Infectious Diseases — MCQs

A 31-year-old man with AIDS complains of difficulty in swallowing. Examination of his oral cavity demonstrates whitish membranes covering much of his tongue and palate. Endoscopy also reveals several whitish, ulcerated lesions in the esophagus. These pathologic findings are fundamentally caused by loss of which of the following immune cells?

Infectious Diseases Indian Medical PG Practice Questions and MCQs

Question 141: An HIV patient developed goiter. On examination, there was non-tender diffuse enlargement of the thyroid. All of the following can be causes of this condition, except:

A. Toxoplasma
B. Cryptococcus
C. Aspergillus (Correct Answer)
D. Pneumocystis

Explanation: In HIV-infected individuals, the thyroid gland can be a site for opportunistic infections, typically presenting as a **painless, diffuse goiter** or localized nodules. **Explanation of the Correct Answer:** * **C. Aspergillus:** This is the correct answer because *Aspergillus* species typically cause **acute, painful thyroiditis** rather than non-tender diffuse enlargement. In immunocompromised patients, *Aspergillus* is angioinvasive, leading to infarction, necrosis, and abscess formation [1]. This clinical presentation is characterized by rapid onset, localized pain, and fever, which contradicts the "non-tender diffuse enlargement" described in the question. **Explanation of Incorrect Options:** * **D. Pneumocystis jirovecii:** This is the **most common** opportunistic infection of the thyroid in AIDS patients. It typically presents as a painless, diffuse goiter or a slowly enlarging thyroid mass.

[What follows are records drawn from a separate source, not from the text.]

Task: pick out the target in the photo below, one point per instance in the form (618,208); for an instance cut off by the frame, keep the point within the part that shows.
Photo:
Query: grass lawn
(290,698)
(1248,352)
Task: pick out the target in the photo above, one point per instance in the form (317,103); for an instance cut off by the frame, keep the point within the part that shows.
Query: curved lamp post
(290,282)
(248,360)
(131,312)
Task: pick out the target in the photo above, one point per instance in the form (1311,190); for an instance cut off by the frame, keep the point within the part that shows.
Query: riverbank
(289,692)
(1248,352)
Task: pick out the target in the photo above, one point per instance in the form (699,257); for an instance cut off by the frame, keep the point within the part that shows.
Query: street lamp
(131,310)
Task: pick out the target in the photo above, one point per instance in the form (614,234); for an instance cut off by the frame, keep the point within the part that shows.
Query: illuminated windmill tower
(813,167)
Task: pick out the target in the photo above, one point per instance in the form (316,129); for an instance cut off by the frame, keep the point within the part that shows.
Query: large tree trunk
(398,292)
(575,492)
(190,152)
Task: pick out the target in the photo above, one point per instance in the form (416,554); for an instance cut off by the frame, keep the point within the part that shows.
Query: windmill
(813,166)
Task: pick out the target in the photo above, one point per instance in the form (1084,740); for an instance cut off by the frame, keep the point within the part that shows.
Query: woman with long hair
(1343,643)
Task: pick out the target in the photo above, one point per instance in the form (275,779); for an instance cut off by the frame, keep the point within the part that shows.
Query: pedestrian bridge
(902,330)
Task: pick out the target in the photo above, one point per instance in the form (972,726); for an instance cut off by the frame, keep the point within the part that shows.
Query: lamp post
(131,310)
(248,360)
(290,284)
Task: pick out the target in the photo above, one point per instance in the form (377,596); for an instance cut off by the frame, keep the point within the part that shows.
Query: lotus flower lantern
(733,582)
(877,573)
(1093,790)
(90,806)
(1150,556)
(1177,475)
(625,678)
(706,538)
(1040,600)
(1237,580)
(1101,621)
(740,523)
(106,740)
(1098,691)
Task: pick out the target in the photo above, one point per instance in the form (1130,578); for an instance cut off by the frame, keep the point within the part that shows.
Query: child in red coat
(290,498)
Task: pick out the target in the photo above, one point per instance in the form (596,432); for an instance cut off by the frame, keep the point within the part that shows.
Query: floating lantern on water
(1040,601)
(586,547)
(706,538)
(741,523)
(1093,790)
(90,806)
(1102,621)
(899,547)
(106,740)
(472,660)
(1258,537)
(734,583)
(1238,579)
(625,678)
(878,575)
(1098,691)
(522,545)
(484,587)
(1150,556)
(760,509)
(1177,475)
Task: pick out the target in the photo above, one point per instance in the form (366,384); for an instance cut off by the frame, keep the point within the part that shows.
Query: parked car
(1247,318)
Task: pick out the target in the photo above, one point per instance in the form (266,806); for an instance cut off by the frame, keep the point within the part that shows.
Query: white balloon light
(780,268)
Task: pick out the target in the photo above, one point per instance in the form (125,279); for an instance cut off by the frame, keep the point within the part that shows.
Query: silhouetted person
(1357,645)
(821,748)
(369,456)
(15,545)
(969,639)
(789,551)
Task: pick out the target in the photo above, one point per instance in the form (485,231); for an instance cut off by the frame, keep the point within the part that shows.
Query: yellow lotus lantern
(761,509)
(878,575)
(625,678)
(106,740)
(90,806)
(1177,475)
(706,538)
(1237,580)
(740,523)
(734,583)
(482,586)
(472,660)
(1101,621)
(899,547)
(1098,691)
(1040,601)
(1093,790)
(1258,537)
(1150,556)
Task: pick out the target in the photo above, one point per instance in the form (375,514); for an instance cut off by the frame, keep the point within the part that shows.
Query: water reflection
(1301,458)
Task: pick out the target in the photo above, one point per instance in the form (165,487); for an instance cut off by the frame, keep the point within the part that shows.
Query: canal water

It often occurs in patients receiving aerosolized pentamidine (which doesn't provide systemic protection). * **B. Cryptococcus neoformans:** This is a well-documented cause of subacute, non-tender thyroid involvement in advanced HIV/AIDS, usually occurring during disseminated disease. * **A. Toxoplasma gondii:** While rarer than *Pneumocystis*, *Toxoplasma* can involve the thyroid in disseminated cases, often presenting as asymptomatic or non-tender enlargement. **High-Yield Clinical Pearls for NEET-PG:** * **Most common thyroid opportunistic infection in HIV:** *Pneumocystis jirovecii*. * **Thyroid Function:** Most patients with opportunistic thyroid infections remain **euthyroid**, although destructive thyroiditis can occasionally cause transient hyperthyroidism followed by hypothyroidism. * **Kaposi Sarcoma:** Aside from infections, Kaposi Sarcoma and Lymphoma can also cause non-tender thyroid enlargement in HIV patients. * **Drug Interaction:** Remember that **Rifampin** (used for TB in HIV) can induce hepatic enzymes, leading to increased clearance of T4 and potentially worsening hypothyroidism in patients with pre-existing thyroid disease.

Question 142: All of the following are seen in Legionnaire's disease except?

A. Fever
B. Mental confusion
C. Diarrhoea
D. Unilateral pneumonitis (Correct Answer)

Explanation: Legionnaire’s disease, caused by *Legionella pneumophila*, is a multisystem illness characterized by atypical pneumonia. The correct answer is **Unilateral pneumonitis** because the radiological hallmark of Legionnaire’s disease is typically **patchy, rapidly progressive, and often bilateral infiltrates**, rather than localized unilateral involvement. **Why Option D is correct:** While the disease may start as a focal infiltrate, it characteristically progresses to involve multiple lobes or both lungs [1]. Pleural effusions are also common. Therefore, "unilateral pneumonitis" is the least characteristic feature among the choices. **Why other options are incorrect:** * **Fever (A):** High-grade fever (often >40°C) is a classic feature. A key diagnostic clue is **Faget’s sign** (relative bradycardia), where the heart rate does not increase proportionally with the fever. * **Mental Confusion (B):** Neurological symptoms, particularly headache and confusion/encephalopathy, are common extrapulmonary manifestations that distinguish Legionella from other bacterial pneumonias [1]. * **Diarrhoea (C):** Gastrointestinal symptoms are highly characteristic. Watery, non-bloody diarrhea often precedes the respiratory symptoms. **High-Yield Clinical Pearls for NEET-PG:** * **Hyponatremia:** This is the most characteristic laboratory finding in Legionnaire’s disease (due to SIADH or renal loss). * **Diagnosis:** The **Urinary Antigen Test** is the most common rapid diagnostic tool (detects Serogroup 1). * **Culture:** Requires **BCYE (Buffered Charcoal Yeast Extract) agar** supplemented with L-cysteine and iron. * **Treatment:** Macrolides (Azithromycin) or Respiratory Fluoroquinolones (Levofloxacin) are the drugs of choice. Beta-lactams are ineffective as the organism is intracellular.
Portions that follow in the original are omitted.